Each error type can optionally define a source
and backtrace
field. If
source
is defined, it maps to an error type. That means that the corresponding
variant must be created only from errors of the corresponding type. If one tries
to create an error from an incompatible error type that will lead to a type
mismatch and failed compilation. If source
is not provided, that means one is
creating an error from the None
variant of some Option
.
If the backtrace
field is defined, the error type generated by snafu will
contain a backtrace and when the error is printed out in a Debug
or
Display
representation, the backtrace will also be printed. This is extremely
helpful if it isn’t clear where exactly an error of some type might be generated
in the code or if it isn’t clear how a piece of code is ultimately getting
called by the application. Finally there can also be optional fields that
contain metadata one can use to construct a nice error message. For example the
CannotParseRevlog
variant in my RugError
enum contains a path
field that
represents the path to the changelog file that cannot be parsed. The error
message generated by CannotParseRevlog
uses both the path
and the source
field to generate the error message.
To make use of these errors, the snafu
crate provides the ResultExt
and
OptionExt
trait to extend the standard library Result
and Option
enums
with new methods that can transform errors at call sites. I made use of the
context
method in a few places. For example, here is the function that
determines whether the current working directory is a mercurial repository:
use snafu::{OptionExt, ResultExt}
fn hg_dir(current_dir: PathBuf) -> Result<PathBuf, RugError> {
loop {
let p = match anc.next() {
Some(d) => d,
None => break None,
};
let possible_hg_dir = p.join(".hg");
if possible_hg_dir.is_dir() {
break Some(possible_hg_dir);
}
}
.context(NotARepository)
}
This function takes no arguments and returns a Result
that can represent
either one of the custom errors I defined - a variant of the RugError
enum, or
the path of the .hg
directory in the root of the repository, represented by a
rust PathBuf
object. The loop
block returns an anonymous Option
(e.g. it’s
not bound to a variable name), that I call context
on. I pass context
the
NotARepository
variant. The context
function converts the None
variant of
the Option
into the NotARepository
error. If the error ever bubbled back to
main
it would get printed along with a backtrace because NotARepository
has
a backtrace
field. All of this happens automatically - this is the magic of
the snafu
crate!
Side note - this uses a newish feature of rust - the break
statement can
return values from inside a loop
block. This feature was very handy here.
Without it I would have needed to create a function that did the loop and
explicitly returned an Option
.
I can also call context
on a Result
. For example, here’s the line where I
try to open the changelog file. If it isn’t present, I create a custom error
that includes the path to the file that is supposed to exist:
let mut f = File::open(&fname).context(NoChangelog { path: &fname })?;
One downside of the snafu
approach to error handling is that I need to be
careful to ensure standard library errors get converted into RugError
variants. In practice this means replacing usages of ?
with
context(SomeError)?
, This can definitely be more verbose, however it also
forces me to think about the meaning of my code and what exactly each error
state really means. I’m hopeful that this will make debugging easier and lead to
fewer cases where I’m looking at opaque, poorly-described errors.
clap
and structopt
Of course it’s possible to parse command line arguments fully manually by
consuming the iterator over arguments returned by the std::env::args
function,
as described in the
book. This
works but requires a lot of wheel-reinventing to get common behaviors like
subcommands, positional arguments, optional arguments, and help output to work
properly. It makes sense to delegate that work to an external library.

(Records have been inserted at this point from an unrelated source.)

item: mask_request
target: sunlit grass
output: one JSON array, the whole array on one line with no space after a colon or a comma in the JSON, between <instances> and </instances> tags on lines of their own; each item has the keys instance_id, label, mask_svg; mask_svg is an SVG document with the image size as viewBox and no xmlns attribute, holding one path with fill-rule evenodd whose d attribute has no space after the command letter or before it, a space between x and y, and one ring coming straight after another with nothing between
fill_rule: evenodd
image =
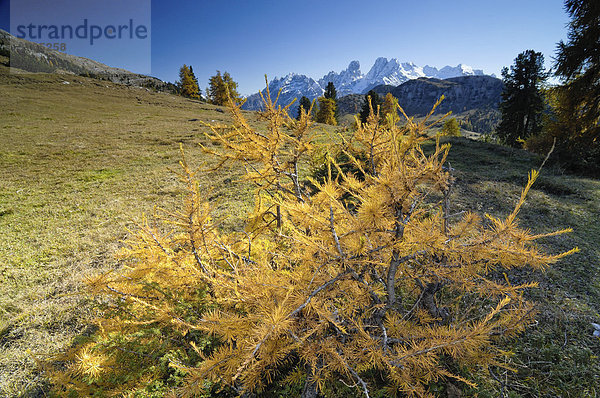
<instances>
[{"instance_id":1,"label":"sunlit grass","mask_svg":"<svg viewBox=\"0 0 600 398\"><path fill-rule=\"evenodd\" d=\"M177 167L179 143L191 163L210 165L196 145L204 142L201 122L229 117L167 94L69 75L9 75L2 67L0 98L0 396L11 397L43 388L32 355L43 358L86 333L94 307L81 294L85 276L119 267L114 254L142 214L179 206L183 190L168 170ZM454 210L506 215L539 159L451 142ZM252 205L241 175L199 174L226 229L242 228ZM507 388L522 396L593 396L600 386L600 344L589 329L590 321L600 323L600 182L547 168L529 198L523 225L536 232L572 227L543 244L554 253L581 252L535 276L539 323L506 347L518 370L507 372ZM498 386L483 380L480 396Z\"/></svg>"}]
</instances>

My first attempt at this used the clap
library. In my usage of clap
I
generated the command line arguments for the rug log
subcommand like this:
use clap::{App, AppSettings, SubCommand};
fn main() -> Result<(), RugError> {
let matches = App::new("rug")
.version("0.1")
.author("Nathan Goldbaum")
.about("A rust implementation of some hg functionality")
.setting(AppSettings::ArgRequiredElseHelp)
.subcommand(SubCommand::with_name("log"))
.get_matches();
match matches.subcommand_name() {
Some("log") => {
hg_log()
}
_ => panic!("should be unreachable!"),
}
Ok(())
}
The name of the App
corresponds to the name of the CLI binary. The version
,
author
, and about
fields populate information in the help text for the
binary reported by rug --help
. The setting
usage tells clap
to print the
help text if someone calls rug
with no arguments. Finally the subcommand
creates a log
subcommand that for now takes no arguments.
Finally to initiate the control flow for the program, I match over the name of
the subcommand that a user supplied and then do the work of running rug log
if
someone passes in log
. Note that the default branch is marked as unreachable,
that’s because any other subcommand name will be caught and result in an error
message reported to the user at the command line. Here’s a small command-line
session to see all of that in action:
$ rug
rug 0.1
Nathan Goldbaum
A rust implementation of some hg functionality
USAGE:
rug <SUBCOMMAND>
FLAGS:
-h, --help Prints help information
-V, --version Prints version information
SUBCOMMANDS:
help Prints this message or the help of the given subcommand(s)
log
$ rug notacommand
error: Found argument 'notacommand' which wasn't expected, or isn't valid in this context
USAGE:
rug <SUBCOMMAND>
For more information try --help
I also get colored output in the error case to visually highlight the important
parts of the error message to the user - the colored output doesn’t show up in
this post so don’t worry that you can’t see it here. I get all of this fancy
functionality more or less “for free” just by setting up clap
. I like it!
One thing I don’t like is that I’m matching over strings. In general clap
will
return strings to me that represent the values of command line
options. That will work but will be brittle. I also won’t be able to use the
ability of rust to check that I’m using all of the variants of an enum in a
match statement at compile time - so I might forget to implement a feature and
the compiler won’t alert me about it.
This problem is solved by structopt
, another crate that wraps clap
and
allows one to define the command-line arguments and subcommands in terms of and
enums or structs. Here is the equivalent structopt
code to my usage of clap
above:
#[derive(StructOpt)]
#[structopt(
name = "rug",
about = "A rust implementation of some hg functionality",
author = "Nathan Goldbaum",
version = "0.1",
raw(setting = "structopt::clap::AppSettings::ArgRequiredElseHelp")
)]
enum Rug {
#[structopt(name = "log")]
Log {},
}
fn main() {
match Rug::from_args() {
Rug::Log {} => match hg_log() {
Ok(_) => {}
Err(e) => println!("{}", e),
},
}
}
We define an enum
whose variants represent all of the different
subcommands. Each subcommand can then in turn define arguments that it
accepts. In main
I instantiate an instance of the enum from the command-line
arguments and match over the result. Since the result will be variants of the
enum, I know that I’ve handled all possible subcommands, otherwise I would
generate a compiler error.
At this point I’m pretty happy with the state of things. The only thing that bothers me about structopt (and generically with code that uses rust’s attribute system) is that I’m programming inside of the attribute block, which feels a bit like writing code inside of a string: outside of normal control flow. My editor doesn’t highlight this code like normal code. The whole thing feels very magical. That said, I’m OK with the magic if it allows me to avoid a ton of boilerplate and make my code more maintainable.